## Introduction
In 2016, Cyclistic launched a successful bike-share offering. Since then, the program has grown to a fleet of 5,824 bicycles that are geotracked and locked into a network of 692 stations across Chicago. The bikes can be unlocked from one station and returned to any other station in the system anytime.
Until now, Cyclistic’s marketing strategy relied on building general awareness and appealing to broad consumer segments. One approach that helped make these things possible was the flexibility of its pricing plans: single-ride passes, full-day passes, and annual memberships. Customers who purchase single-ride or full-day passes are referred to as casual riders. Customers who purchase annual memberships are Cyclistic members.

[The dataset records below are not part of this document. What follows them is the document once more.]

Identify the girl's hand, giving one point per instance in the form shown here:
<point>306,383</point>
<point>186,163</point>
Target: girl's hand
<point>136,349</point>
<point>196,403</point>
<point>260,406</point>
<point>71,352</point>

Cyclistic’s finance analysts have concluded that annual members are much more profitable than casual riders. Although the pricing flexibility helps Cyclistic attract more customers, the director of marketing believes that maximizing the number of annual members will be key to future growth. Rather than creating a marketing campaign that targets all-new customers, the team believes there is a very good chance to convert casual riders into members. Casual riders are already aware of the Cyclistic program and have chosen Cyclistic for their mobility needs.


## Business Task
Design marketing strategies aimed at converting casual riders into annual members. However, in order to do that, there is a need to better understand how annual members and casual riders use Cyclistic bikes differently by analyzing the Cyclistic historical bike trip data to identify trends. 

In-Scope:

1. Summary of business task
2. Description of data sources used
3. Documentation of data cleaning and manipulation processes
4. Summary of analysis
5. Relevant data visualization and key findings
6. High-level recommendations

Out-of-Scope:

1. Insights on why casual riders would buy Cyclistic annual memberships
2. Roadmap for using digital media to influence casual riders to become members

## Prepare
The data for this analysis comes from a dataset made available by Motivate International Inc. under this [license](https://ride.divvybikes.com/data-license-agreement) and can be found [here](https://divvy-tripdata.s3.amazonaws.com/index.html). Previous 12 months (November 2020 - October 2021) of Cyclistic trip data was downloaded to enable us to answer the business questions.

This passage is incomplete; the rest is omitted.